- #1
- #2
ハマ街ダイアリーBACK NUMBER
「信頼してくれた三浦大輔監督の最後の舞台で」DeNA森原康平が誓う“最高の結果”へ…故障との戦いで得た知見「歳をとるのも悪くないな」
text by

石塚隆Takashi Ishizuka
photograph bySANKEI SHIMBUN
posted2025/10/15 11:04
右肩の故障という危機から“逆算”でポストシーズンに合わせて復活してきた森原康平。“刺せる”ボールが蘇るまでの道のりとは
ファームでの日々、森原は徐々にバランスを改善し、調子を取り戻していった。ついには球速も140キロ台後半をマークするようになった。そして7月17日、再び一軍へ昇格した。
「これでいける」と実感した
もう失敗はできないプレッシャーのなか、昇格当初は先発投手のあとを受ける浅いイニングでの登板やビハインドなど負担の軽い場面で登板し、着実に結果を残していった。そしてうだるような暑い盛りの時期、「これでいける」と、森原は揺るぎない手応えを感じていた。

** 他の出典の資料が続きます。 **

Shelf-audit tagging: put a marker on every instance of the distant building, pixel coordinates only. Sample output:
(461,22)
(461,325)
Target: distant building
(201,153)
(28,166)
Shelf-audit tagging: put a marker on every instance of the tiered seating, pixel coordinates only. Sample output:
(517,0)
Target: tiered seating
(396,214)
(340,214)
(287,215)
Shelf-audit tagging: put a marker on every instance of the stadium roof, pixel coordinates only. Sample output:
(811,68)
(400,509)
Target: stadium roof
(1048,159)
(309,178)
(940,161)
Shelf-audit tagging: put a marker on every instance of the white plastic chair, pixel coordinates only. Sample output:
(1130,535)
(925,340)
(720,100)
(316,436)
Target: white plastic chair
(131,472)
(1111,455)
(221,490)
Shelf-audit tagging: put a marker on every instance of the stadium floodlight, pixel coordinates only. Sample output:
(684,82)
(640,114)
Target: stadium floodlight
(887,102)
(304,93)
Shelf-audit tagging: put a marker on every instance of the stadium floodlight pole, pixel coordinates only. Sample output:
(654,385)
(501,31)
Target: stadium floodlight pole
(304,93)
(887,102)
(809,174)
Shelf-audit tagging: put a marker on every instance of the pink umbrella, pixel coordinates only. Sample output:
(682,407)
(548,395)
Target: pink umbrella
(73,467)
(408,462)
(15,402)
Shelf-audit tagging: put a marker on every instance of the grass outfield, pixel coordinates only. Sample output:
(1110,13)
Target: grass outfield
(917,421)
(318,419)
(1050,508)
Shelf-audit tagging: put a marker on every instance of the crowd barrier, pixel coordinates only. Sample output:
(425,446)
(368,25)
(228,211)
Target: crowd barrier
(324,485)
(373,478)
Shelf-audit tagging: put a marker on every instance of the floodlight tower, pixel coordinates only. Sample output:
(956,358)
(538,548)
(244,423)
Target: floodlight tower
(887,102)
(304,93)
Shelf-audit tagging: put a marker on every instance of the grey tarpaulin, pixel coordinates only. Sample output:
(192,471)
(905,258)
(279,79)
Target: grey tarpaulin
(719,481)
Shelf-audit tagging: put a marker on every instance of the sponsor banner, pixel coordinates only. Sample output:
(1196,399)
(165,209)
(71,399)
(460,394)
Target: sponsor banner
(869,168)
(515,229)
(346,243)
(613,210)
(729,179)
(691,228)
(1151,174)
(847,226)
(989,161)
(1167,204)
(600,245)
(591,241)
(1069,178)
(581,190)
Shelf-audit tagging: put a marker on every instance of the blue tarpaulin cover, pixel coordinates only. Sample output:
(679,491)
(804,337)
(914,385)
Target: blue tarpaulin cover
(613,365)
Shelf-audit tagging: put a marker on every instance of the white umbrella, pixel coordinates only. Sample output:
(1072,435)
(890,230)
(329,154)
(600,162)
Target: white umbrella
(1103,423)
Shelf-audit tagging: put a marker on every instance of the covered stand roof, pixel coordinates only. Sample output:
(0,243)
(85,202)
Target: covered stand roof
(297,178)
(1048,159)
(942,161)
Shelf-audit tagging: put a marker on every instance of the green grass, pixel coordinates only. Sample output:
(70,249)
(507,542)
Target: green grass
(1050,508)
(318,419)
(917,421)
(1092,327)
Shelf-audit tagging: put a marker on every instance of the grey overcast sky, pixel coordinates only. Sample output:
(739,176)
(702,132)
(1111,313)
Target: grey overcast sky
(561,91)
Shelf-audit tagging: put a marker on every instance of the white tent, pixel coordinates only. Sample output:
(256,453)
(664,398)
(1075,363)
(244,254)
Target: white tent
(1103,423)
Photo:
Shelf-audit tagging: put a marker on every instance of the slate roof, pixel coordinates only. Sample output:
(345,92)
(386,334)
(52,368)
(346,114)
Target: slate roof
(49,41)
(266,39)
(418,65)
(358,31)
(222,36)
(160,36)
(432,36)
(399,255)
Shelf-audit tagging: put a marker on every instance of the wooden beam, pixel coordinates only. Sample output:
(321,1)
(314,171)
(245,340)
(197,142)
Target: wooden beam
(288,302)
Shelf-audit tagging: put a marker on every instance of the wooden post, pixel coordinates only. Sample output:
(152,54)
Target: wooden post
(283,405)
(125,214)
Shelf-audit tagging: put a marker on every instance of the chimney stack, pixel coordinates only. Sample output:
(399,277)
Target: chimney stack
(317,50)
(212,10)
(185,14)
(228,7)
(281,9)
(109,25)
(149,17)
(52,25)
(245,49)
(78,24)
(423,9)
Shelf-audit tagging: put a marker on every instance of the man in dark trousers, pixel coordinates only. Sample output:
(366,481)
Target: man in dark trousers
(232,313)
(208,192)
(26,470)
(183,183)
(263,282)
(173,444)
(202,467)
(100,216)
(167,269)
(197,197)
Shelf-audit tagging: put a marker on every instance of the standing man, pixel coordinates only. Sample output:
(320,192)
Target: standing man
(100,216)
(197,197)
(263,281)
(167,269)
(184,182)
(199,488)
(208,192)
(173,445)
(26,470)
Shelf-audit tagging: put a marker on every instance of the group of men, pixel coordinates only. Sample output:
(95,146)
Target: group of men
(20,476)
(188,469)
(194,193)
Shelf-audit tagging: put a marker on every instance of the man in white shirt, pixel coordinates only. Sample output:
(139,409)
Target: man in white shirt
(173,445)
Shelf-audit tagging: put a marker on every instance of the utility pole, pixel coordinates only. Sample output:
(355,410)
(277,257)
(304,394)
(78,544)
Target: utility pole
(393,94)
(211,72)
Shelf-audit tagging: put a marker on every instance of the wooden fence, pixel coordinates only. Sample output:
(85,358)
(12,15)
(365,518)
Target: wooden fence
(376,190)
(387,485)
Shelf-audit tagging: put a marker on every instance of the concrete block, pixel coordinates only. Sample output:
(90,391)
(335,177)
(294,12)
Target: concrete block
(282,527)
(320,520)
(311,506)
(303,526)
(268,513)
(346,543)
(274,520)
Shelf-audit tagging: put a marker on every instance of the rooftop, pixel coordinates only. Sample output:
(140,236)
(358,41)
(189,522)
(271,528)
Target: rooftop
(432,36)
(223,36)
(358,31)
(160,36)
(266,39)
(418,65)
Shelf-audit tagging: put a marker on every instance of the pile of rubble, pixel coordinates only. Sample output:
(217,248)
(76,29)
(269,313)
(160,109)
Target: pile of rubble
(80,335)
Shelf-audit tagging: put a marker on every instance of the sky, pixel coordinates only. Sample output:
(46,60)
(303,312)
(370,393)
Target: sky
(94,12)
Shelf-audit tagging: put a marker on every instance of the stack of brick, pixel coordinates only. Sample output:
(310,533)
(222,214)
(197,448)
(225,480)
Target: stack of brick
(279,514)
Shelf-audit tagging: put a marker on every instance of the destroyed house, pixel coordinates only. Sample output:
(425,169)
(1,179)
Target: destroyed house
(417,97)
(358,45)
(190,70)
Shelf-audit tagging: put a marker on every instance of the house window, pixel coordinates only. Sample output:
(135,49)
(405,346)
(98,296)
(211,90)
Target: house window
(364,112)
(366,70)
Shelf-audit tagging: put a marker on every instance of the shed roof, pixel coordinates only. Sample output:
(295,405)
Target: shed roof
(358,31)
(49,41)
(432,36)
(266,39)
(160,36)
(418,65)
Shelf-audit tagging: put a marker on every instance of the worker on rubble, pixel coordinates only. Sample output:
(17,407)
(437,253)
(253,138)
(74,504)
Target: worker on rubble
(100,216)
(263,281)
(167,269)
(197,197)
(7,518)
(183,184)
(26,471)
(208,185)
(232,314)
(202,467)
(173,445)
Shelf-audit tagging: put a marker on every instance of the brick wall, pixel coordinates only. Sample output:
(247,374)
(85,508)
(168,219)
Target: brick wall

「再昇格したときは、実際のところ探り探りの部分もあって調子の波があったのですが、8月に12試合登板したんです。これまでの経験上、1カ月で10試合以上投げるのは本当にきついんです。暑さもありましたけど、ここを乗り越えたとき、ようやく試合で投げられる体になったなって実感したんです。やっぱり本当の意味での調整は、タイトな実戦でしかできないんだなって改めて思いました」
ADVERTISEMENT
チームにとってCS進出への勝負どころとなった9月に森原は9試合を投げ無失点で収め、ブルペン陣で一番の安定感を見せている。気がつけば一時期7.50まで跳ね上がっていた防御率は、レギュラーシーズン終了時、2.57という信頼に足る十分な数字をマークしていた。遅くはなってしまったかもしれないが、艱難辛苦の末、森原は帰ってきた——。
CS第2戦で再び9回に登場
12日の巨人とのCS第2戦、森原は再び9回のマウンドに上がった。5対5の同点の場面、ある意味、前日よりもシビアなシチュエーションだった。
先頭打者の吉川尚輝に対して147キロのストレートをインローに刺し、レフトフライに打ち取ると、つづくリチャードへの初球、今季最速となる150キロのストレートが、森原の生命線であるアウトローに突き刺さった。その後フォークで三振に切って取り、次の丸佳浩には内野安打を許すも、大歓声のなか佐々木俊輔をフォークでセンターフライに仕留め、課せられた役目を果たした。その堂々とした佇まい、安定感は、胴上げ投手になった昨年の姿を彷彿とさせるものだった。